# advice on new ski jacket



## MR. evil (Jan 9, 2009)

Somehow I managed to totally FUBAR the zipper on my ski jacket and I need to get a new one. I was at the ski shop the other night looking around and noticed that all the jackets / coats seem to be very light weight, almost like shells. I have always worn a fairly heavy jacket, but the clerk at the shop insisted that the new light weight jackets are very warm and that at most I may have to wear an additional layer compared with a heavier jacket. I guess I just wanted some feed back for you all to see if these new lighter weight jackets are warm and to see what you all prefer (heavy jacket vs light weight jacket).

Part of me also has a little problem with spending almost $300 on something that feels like a shell.


----------



## Grassi21 (Jan 9, 2009)

i thought the same thing last year when i purchased my arc teryx.  but after a season and a half i'm pleased.  i usually where a long sleeve under amour under the jacket  on cold days i will add a second base layer.  works for me.  if its really cold i'll fall back on the old spider jacket with the zip in fleece and 2 layers.


----------



## MR. evil (Jan 9, 2009)

this is one of the jackets I was intrested in, only in orange & grey

http://www.backcountry.com/store/MHW0967/Mountain-Hardwear-Kramer-Softshell-Jacket-Mens.html


----------



## severine (Jan 9, 2009)

I hate bulk. I used to ski with a system jacket; I prefer my lighterweight softshells and windproof fleece. I wear 1-2 base layers underneath, that's it. The only advice I have: make sure you get pitzips. You can get softshells with pitzips but mine does not have them. I wish I had paid a little more for that. That said, my Conduit Mountain Hardware softshell is amazing! Who woulda thunk that you could get a jacket that's comfortable and lightweight but is so warm AND waterproof?! Amazing!


----------



## Greg (Jan 9, 2009)

I have a TNF Windwall fleece that's good down to probably 10 degrees with a few base and midweight layers underneath and as long as it's dry. If it's really cold or wet, I'll wear my TNF shell with a heavy fleece zipped in.

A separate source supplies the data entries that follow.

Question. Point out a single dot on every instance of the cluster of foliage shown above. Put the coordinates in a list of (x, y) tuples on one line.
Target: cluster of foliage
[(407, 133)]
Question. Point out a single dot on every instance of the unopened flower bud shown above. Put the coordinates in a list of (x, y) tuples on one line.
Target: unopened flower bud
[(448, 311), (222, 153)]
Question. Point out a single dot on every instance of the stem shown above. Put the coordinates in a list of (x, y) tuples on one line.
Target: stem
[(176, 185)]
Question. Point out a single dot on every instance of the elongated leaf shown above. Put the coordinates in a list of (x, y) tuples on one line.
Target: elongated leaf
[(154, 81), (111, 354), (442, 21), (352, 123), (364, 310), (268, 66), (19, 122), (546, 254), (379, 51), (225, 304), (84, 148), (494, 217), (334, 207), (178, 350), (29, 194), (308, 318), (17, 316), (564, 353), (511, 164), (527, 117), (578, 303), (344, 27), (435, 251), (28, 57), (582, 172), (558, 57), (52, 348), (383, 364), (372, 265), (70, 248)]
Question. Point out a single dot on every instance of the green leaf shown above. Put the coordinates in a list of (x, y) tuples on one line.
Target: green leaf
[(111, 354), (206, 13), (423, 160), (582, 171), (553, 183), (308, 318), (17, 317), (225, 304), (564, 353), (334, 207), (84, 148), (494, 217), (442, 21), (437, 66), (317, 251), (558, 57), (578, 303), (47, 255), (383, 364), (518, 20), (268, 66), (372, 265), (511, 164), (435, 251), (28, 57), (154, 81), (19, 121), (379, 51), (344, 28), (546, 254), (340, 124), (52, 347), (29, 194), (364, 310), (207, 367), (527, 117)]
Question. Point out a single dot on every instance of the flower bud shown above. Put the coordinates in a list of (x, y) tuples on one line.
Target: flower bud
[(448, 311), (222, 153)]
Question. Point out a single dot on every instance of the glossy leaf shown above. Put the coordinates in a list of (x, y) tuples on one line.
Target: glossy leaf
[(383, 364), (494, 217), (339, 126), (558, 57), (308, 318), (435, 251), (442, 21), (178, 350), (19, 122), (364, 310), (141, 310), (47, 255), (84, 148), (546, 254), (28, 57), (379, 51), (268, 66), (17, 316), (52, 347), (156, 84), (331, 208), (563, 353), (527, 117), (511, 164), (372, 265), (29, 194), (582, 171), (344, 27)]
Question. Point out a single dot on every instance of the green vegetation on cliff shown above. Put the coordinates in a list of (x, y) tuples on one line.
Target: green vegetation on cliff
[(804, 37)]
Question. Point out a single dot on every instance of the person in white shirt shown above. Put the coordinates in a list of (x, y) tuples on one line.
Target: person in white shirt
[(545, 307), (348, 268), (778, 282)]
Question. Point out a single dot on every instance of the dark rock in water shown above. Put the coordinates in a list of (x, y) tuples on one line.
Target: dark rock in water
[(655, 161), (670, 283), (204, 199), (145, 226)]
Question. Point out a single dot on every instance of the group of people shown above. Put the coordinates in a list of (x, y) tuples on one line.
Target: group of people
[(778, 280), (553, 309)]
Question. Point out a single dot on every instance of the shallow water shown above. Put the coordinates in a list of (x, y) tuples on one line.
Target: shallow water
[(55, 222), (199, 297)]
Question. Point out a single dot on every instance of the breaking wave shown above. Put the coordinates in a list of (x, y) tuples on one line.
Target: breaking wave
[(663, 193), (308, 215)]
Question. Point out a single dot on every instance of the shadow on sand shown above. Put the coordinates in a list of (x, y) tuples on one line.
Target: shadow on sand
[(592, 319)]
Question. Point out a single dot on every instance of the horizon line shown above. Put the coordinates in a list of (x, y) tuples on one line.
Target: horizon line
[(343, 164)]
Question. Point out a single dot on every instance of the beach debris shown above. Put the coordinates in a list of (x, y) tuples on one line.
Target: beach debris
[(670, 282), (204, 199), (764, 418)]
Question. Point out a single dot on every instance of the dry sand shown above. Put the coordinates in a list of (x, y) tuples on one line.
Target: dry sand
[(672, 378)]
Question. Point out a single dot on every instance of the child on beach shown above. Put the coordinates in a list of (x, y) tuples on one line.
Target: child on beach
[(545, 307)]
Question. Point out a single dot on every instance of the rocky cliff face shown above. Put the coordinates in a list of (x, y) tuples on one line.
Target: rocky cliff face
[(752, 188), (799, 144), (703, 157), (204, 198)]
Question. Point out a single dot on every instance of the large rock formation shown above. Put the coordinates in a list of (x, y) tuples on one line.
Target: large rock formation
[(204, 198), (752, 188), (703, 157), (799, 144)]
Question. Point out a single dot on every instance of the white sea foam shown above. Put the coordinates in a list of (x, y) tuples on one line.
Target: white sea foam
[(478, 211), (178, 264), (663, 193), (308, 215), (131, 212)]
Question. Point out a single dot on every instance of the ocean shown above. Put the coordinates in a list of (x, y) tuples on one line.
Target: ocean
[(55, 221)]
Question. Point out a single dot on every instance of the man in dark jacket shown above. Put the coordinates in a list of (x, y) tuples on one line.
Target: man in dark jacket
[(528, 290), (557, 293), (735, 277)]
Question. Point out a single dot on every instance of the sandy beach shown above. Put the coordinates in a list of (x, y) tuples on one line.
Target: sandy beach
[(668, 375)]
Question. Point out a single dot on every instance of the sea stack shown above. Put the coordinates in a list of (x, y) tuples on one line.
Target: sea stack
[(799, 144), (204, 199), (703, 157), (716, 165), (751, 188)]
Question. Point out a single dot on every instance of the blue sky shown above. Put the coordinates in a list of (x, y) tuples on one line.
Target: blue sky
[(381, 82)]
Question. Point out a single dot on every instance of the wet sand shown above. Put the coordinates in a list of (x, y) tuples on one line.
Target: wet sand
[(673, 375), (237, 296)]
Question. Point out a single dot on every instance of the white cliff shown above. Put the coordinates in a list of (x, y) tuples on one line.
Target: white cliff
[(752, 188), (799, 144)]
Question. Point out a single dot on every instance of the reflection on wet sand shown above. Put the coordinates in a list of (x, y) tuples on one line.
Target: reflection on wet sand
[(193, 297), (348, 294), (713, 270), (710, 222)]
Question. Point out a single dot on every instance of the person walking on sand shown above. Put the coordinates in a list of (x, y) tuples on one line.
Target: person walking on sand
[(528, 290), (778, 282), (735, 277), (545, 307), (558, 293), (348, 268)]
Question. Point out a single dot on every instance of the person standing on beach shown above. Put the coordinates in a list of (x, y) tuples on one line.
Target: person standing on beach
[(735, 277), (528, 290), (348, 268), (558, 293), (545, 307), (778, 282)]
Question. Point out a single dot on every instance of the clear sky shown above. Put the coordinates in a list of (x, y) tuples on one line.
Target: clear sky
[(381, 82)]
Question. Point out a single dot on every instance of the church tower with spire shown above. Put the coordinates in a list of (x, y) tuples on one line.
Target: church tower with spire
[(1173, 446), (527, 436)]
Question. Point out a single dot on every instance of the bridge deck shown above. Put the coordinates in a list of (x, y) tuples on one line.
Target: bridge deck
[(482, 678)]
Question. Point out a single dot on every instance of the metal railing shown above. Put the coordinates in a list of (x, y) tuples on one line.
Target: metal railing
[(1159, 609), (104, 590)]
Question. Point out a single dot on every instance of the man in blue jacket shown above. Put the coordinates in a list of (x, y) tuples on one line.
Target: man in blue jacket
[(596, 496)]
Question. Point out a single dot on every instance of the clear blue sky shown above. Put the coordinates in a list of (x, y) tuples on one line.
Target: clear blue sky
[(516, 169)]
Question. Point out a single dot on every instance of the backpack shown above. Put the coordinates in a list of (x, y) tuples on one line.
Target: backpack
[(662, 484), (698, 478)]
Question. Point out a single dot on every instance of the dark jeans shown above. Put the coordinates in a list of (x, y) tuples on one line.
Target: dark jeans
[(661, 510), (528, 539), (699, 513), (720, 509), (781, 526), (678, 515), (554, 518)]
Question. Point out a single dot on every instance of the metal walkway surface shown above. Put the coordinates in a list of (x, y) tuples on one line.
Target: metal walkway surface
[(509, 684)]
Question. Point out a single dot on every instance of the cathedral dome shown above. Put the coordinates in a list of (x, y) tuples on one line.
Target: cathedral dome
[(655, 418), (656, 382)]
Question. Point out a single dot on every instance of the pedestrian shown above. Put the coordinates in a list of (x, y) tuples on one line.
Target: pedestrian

I'm big on just wearing barely enough to keep warm. I've finally learned not to overdress when skiing. I'd rather be a little chilly on the first lift ride than to be sweating all day. Plus I like having less bulky gear on.


----------



## Greg (Jan 9, 2009)

MR. evil said:


> this is one of the jackets I was intrested in, only in orange & grey
> 
> http://www.backcountry.com/store/MHW0967/Mountain-Hardwear-Kramer-Softshell-Jacket-Mens.html



That has a 20K waterproof rating. That should keep you plenty dry and warm on all but the coldest days. As long as you can get a base and mid-weight layer under there if needed, you should be fine.


----------



## 2knees (Jan 9, 2009)

if you want a deal on a barely used banana yellow columbia, i bet we could work something out.


----------



## Grassi21 (Jan 9, 2009)

2knees said:


> if you want a deal on a barely used banana yellow columbia, i bet we could work something out.



does the price include fumigation and dry cleaning?


----------



## MRGisevil (Jan 9, 2009)

Tim, just make sure it has room for a lightweight base layer. Oh, and that it's fashion forward.


----------



## trtaylor (Jan 9, 2009)

MR. evil said:


> this is one of the jackets I was intrested in, only in orange & grey
> 
> http://www.backcountry.com/store/MHW0967/Mountain-Hardwear-Kramer-Softshell-Jacket-Mens.html



That is a nice jacket. Does have a light fleece lining. 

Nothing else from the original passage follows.